- Posted by Johanna on January 1, 2007 at 10:05 pm
- Category: Shopping Guide
I’m looking through the latest Previews catalog picking out what looks good next year. And snarking, as is my wont.
The big news is the Buffy the Vampire Slayer relaunch (JAN07 0051, $2.99), but I think I’ll wait and see what it looks like. It’s gone from “Joss Whedon writing Season 8 in comics!” to “Whedon writing the first few issues”, but at least he’s writing some of it. (Compare to Marvel’s Dark Tower, which ended up as “Stephen King vaguely looked in its direction”.)
From Dark Horse, I’m more interested in the second Perhapanauts collection (JAN07 0078, $15.95), even if I do have to wait until May for it. That’ll also give them time to finish the four-issue miniseries it reprints, since only two of the issues are out so far.
Based on DC’s description of Aquaman: Sword of Atlantis #50 (JAN07 0279, $3.99), I’m guessing that the series has already been given up on. They’ve got a well-known fantasy novelist (Tad Williams) taking over the writing along with a new art team (Shawn McManus & Walden Wong) in an over-sized anniversary issue. All these hooks, and the book gets only a standard half-page description. There are no preview pages and no extra promotion of any kind, which is unusual.
It’s about time! I’m glad to see Wonder Woman: The Greatest Stories Ever Told (JAN07 0323, $19.99), although I’d like to know more about its contents. Perhaps DC learned from the outcry over the changed contents of the Green Lantern book not to promise anything ahead of time.
Regular readers know that I’m not a huge fan of superhero comics, in part because so many of them feel like I’ve seen them before. I’m very surprised, then, that Jay Faerber managed to come up with a new concept that’s not only fresh but interesting with his new series from Image, Dynamo 5 (JAN07 1918, $3.50).

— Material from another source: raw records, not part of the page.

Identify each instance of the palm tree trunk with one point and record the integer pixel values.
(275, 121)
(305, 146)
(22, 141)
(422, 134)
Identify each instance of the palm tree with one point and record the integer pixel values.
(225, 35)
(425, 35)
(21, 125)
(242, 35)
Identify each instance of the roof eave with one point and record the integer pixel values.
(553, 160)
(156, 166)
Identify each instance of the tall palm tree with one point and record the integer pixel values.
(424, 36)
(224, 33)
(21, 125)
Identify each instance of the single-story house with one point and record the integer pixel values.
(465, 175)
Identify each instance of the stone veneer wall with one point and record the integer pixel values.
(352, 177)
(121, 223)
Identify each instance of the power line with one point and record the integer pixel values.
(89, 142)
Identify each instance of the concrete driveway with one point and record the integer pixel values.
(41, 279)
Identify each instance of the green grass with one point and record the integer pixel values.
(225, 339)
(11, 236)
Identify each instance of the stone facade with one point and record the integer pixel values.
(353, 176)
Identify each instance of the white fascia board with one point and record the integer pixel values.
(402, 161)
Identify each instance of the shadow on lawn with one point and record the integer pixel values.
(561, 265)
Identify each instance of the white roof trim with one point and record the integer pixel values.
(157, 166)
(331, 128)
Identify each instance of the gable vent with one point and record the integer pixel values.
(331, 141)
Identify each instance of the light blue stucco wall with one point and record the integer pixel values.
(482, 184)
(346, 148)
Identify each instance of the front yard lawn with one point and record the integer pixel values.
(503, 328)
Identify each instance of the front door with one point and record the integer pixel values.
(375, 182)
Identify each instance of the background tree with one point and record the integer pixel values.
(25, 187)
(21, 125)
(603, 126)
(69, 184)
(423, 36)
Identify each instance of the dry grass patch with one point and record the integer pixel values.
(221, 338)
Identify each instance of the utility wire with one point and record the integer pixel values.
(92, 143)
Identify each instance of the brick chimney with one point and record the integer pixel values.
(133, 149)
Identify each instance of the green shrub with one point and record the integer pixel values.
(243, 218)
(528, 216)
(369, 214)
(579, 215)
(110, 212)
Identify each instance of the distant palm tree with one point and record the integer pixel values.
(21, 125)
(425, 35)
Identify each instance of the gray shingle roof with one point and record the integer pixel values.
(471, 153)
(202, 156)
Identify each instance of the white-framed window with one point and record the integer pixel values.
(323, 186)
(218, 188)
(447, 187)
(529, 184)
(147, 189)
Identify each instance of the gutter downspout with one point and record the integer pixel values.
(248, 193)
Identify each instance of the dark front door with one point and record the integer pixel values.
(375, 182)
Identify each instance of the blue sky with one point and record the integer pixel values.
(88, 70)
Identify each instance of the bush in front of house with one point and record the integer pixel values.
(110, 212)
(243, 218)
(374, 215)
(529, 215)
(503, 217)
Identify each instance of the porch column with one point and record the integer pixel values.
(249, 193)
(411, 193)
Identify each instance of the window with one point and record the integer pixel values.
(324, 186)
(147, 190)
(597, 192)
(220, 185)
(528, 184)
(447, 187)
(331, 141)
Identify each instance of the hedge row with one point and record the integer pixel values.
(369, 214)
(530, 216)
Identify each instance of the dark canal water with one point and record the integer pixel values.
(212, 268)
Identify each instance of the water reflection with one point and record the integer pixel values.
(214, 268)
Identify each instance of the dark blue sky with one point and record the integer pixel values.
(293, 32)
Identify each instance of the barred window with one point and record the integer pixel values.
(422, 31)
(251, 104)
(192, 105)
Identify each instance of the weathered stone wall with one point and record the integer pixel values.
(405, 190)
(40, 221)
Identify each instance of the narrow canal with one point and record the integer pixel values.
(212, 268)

Here’s the premise: a Superman-like hero has passed away. His wife finds out that he fooled around, and more than that, there are five illegitimate children out there, each with one of his powers (including strength, flight, and shape-shifting). She attempts to assemble them into a team, even though their mere presence reminds her of her husband’s infidelity.
I liked the characters, and the unique premise is intriguing. Plus, the artist, Mahmud Asrar, is quite a discovery. His work is classically styled with plenty of attitude and action. The book seems modern, especially given the character motivations, but it’s still exploring the nature of heroism, doing the right thing in the face of personal struggle. The widow has the potential to quickly become a favorite, given her steely resolve and smarts, and I also appreciated the team’s diversity. Be sure to check it out.
I really like Casanova, even though I haven’t managed to read any of the issues but #1 at this point. If you haven’t experienced its mind-blowing blend of graphic design and exciting spy concept yet, get the Luxuria collection (JAN07 1924, $12.99), which contains all seven issues.
Avatar, a company I usually ignore because of its lowclass porn offerings and corrupt creator practices, has done something so stupid that I must mention it. They’re offering a Lady Death Masterworks. (Masterwork? Master something else, maybe.) Aside from potentially infringing a Marvel trademark, it also misses the point: there are six different editions, each of which is only 16 pages long, and the most exclusive of which is priced at $100 an issue. It’s being pushed based on having “the lowest total print-run ever”, a combined total of 7,850 copies. Best of all, “there are no mass-produced editions, only limited and ultra-limited editions that are sure to sell-out!” Yes, Avatar has finally fulfilled the joke of only publishing the variants.
Nick Bertozzi’s The Salon (JAN07 3652, $19.95) is finally collected from Griffin Books. (It was previously announced from Alternative Comics, due in December 2004.) It’s a historical mystery using real-life personalities such as Picasso and Gertrude Stein. Bertozzi is also illustrating another historical work, Houdini: The Handcuff King (JAN07 3666, $16.99), written by Jason Lutes from Hyperion Books.
NBM this month offers Flower and Fade (JAN07 3766, $13.95). Based on some sample pages, it’s a simple, picture-driven story of a man meeting and falling in love with his neighbor. Quiet, but affecting. I’m curious to see what happens.
And that looks like it this month, with the exception of picking up the latest volumes of several good manga series. What are you excited by?